Hi Markus,
I'll try and catch up on this thread...
Döring, Markus wrote:
Roger,
I really think its time to discuss the issue of indexers and searchable providers. And I have to say I mostly do agree with your analysis, although consequently this would mean to abandon our DiGIR, BioCASE and TAPIR protocols. Instead we could go for OAI or any other similar standard. Or we could create our own minimal TDWG sync protocol to retrieve lists of changed records.
I am glad you understand what I was driving at.
Historically we created search protocols to avoid central caches; mainly not to scare providers, to convince them to publish their data so that they are keeping control of it. But that argument is probably gone by now.
I think that argument still exists. The motivation to demonstrate data ownership remains and mustn't be forgotten.
Although there is the need to discuss these things in the architecture group, we should be careful that TDWG will not become a synonym for GBIF. How people are using TDWG standards should be left open to some degree.
I see the GBIF data portal as potentially ephemeral (sorry Donald). It is also a very general indexer that will never meet all needs. The question is why there are not more data portals? I would argue that we need to make it as easy as possible for people to set up 'competitors' to GBIF. This implies an easy ability to crawl providers in some way.

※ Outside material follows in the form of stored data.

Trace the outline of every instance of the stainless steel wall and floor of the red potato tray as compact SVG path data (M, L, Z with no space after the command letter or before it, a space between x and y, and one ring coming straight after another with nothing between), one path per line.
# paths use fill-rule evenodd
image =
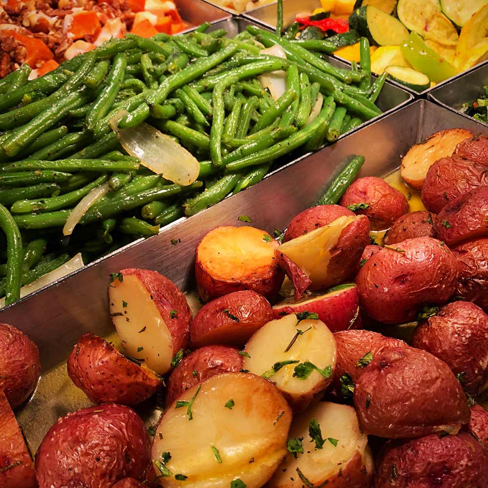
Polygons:
M31 449L37 449L59 416L89 405L86 396L67 377L66 359L85 332L111 336L113 340L114 327L107 306L110 273L127 267L155 269L182 290L191 290L195 247L212 228L241 225L238 217L248 215L252 225L264 230L283 229L293 216L317 201L342 169L346 157L351 154L366 157L360 176L386 175L399 166L401 155L412 144L452 127L488 134L488 127L439 105L424 100L411 103L332 146L289 163L273 178L1 310L0 322L20 327L41 352L41 381L33 398L18 412ZM173 239L181 242L173 245ZM148 424L154 423L159 415L150 402L138 411Z

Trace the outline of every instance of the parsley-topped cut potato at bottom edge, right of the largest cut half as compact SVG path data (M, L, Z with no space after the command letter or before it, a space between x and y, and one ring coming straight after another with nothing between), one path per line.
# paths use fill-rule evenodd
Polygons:
M308 434L310 421L320 426L322 449L316 449ZM373 473L373 458L367 437L361 432L354 408L331 402L320 402L293 418L290 438L303 438L304 453L286 455L266 488L301 488L304 482L297 468L314 486L368 488ZM327 439L337 441L334 446Z

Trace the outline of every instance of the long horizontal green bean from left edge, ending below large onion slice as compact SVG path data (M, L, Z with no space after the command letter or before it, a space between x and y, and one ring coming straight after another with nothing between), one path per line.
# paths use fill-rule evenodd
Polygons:
M0 171L25 171L28 169L52 169L63 171L133 171L139 163L133 160L106 161L102 159L65 159L58 161L25 160L0 166ZM1 178L1 177L0 177Z

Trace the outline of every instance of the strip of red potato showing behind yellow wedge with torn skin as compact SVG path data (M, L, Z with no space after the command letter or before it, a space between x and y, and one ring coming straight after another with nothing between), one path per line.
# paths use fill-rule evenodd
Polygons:
M354 212L341 205L317 205L299 213L292 219L285 232L284 241L303 236L319 227L328 225L339 217L354 216Z

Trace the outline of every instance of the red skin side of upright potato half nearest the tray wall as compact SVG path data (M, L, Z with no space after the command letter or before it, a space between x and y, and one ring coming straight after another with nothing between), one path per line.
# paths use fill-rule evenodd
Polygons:
M190 336L190 322L192 314L186 298L171 280L157 271L149 269L127 268L120 271L123 276L135 275L153 297L155 305L171 333L173 351L185 349ZM171 316L171 310L176 310L177 316Z

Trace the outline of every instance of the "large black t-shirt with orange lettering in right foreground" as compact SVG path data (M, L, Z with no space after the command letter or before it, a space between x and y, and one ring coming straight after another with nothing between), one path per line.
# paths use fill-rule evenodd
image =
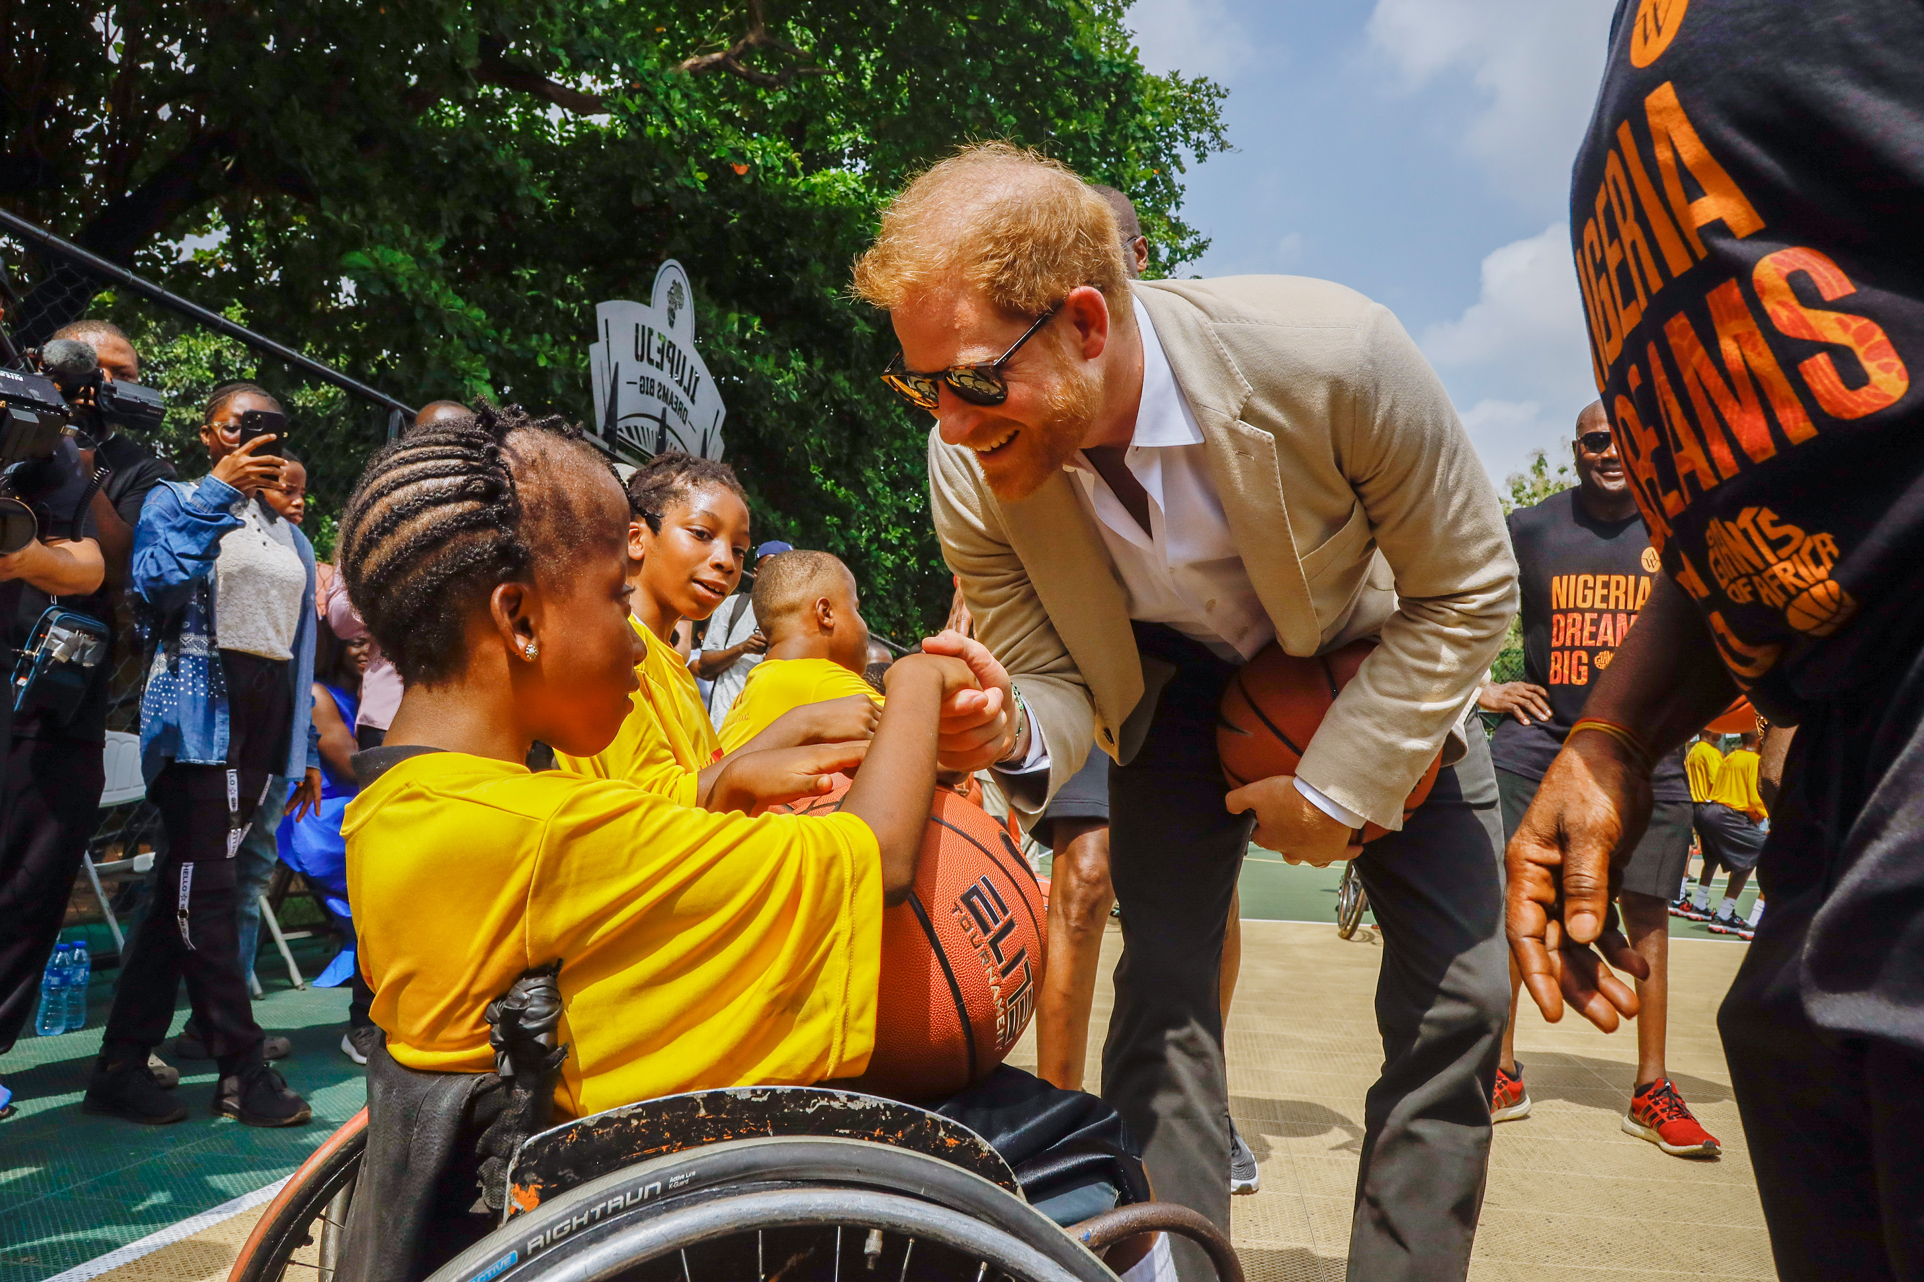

Someone might want to set up searchable providers, others not. >From my feeling I guess this might actually be different depending on the kind of data (objects) they are exchanging.
Yes this is my point. We should separate the notion of publishing your data from providing associated search/query services for your data. A data owner may choose to provide both but they may also not.
As it looks to me we currently cannot create a reliable and fast fully distributed system. So the initial DiGIR and Co dream has somehow failed. For a small number of providers with a good server infrastructure and relatively small data its a different thing though. But in general for many if not all applications we will have to have some kind of local cache.
I take it you mean a system base on federated searches. This will no doubt remain problematic - indexes (not complete data caches) will be needed - even if they are hidden to consuming applications.
A huge warehouse keeping all our data is quite challenging though. I doubt we could fill a single system with all our thousands of concepts and 100 millions of records. In RDF we will end up with several billions of triples! But as soon as we start selecting subsets of relevant attributes (concepts), interpret incoming data to harmonize it or to remove "obvious" errors, we render the cache useless for other applications. Updating intervalls and reliability are also issues that freak out clients. So in the worst case we might end up having a seperate cache for every different application. So the heavy burden of indexing becomes a problem for most of our clients! I am not suggesting that this is wrong, but I dont think the indexing problem will only touch a few.
Indexes are really quite different from data warehouses. Indexes contain ephemeral copies of (meta)data arranged in a convenient ways. Warehouses store data for the long term in ways that are efficient for storage/retrieval rather than searching. You warehouse data when you think you might need it in the future but it isn't currently operationally important. My bank probably has my statements from 10 years ago in a data warehouse somewhere but they are not easily accessible to me or bank employees. My statement from last month is indexed and available within a fraction of a second though.
We should try an differentiate between indexing services and warehousing services both of which might be important.
Searchable providers allow us to do tests in advance and create ad-hoc networks that dont need central infrastructures.
ad-hoc networks could be provided by setting up indexers that just crawl a small number of suppliers but I appreciate your point.
Many providers are currently being convinced to publish their data just because we bundle local portals with the software. They immediately have a search interface on the web which is also great for local networks especially in smaller institutions with little IT resources. This is only possible via the generic search interface we are providing with DiGIR, BioCASE or TAPIR.
This is a very good point.
From a pure technical point I would probably argue for LSIDs, RDF and OAI. But if you think about the consequences, it would mean starting from scratch. Its a huge change and I cant think of much that would stay the same. I am afraid that we simply cant cope with that and by the time we are close to having a productive system it turns out there are better ways of doing this. Maybe distributed XQuery is simple to use by then? or a SPARQL server in front of our providers is easy to set up and fast to use? Or GRID is finally taking over all of us! who knows.
This is what the TAG is for. We need to look ahead and steer. I would not advocated scrapping things that are useful.
So for sure we have to address all the issues in a wider audience. Many people outside the TAG or GUID group are not aware of the proposed changes and would be really suprised to know about the consequences. Still I hope we can make a transition to RDF at some point. Maybe the solution lies in the combinations of both technologies for some time? Integrating TAPIR, LSID resolution and OAI(?) into DiGIR2, PyWrapper and the GBIF Indexing would smooth transition.
There currently no proposed changes though most people are joining the dots and reaching the same conclusions about where we might need to head. The role of the TAG meeting is to kick off the process of making and justifying some proposals.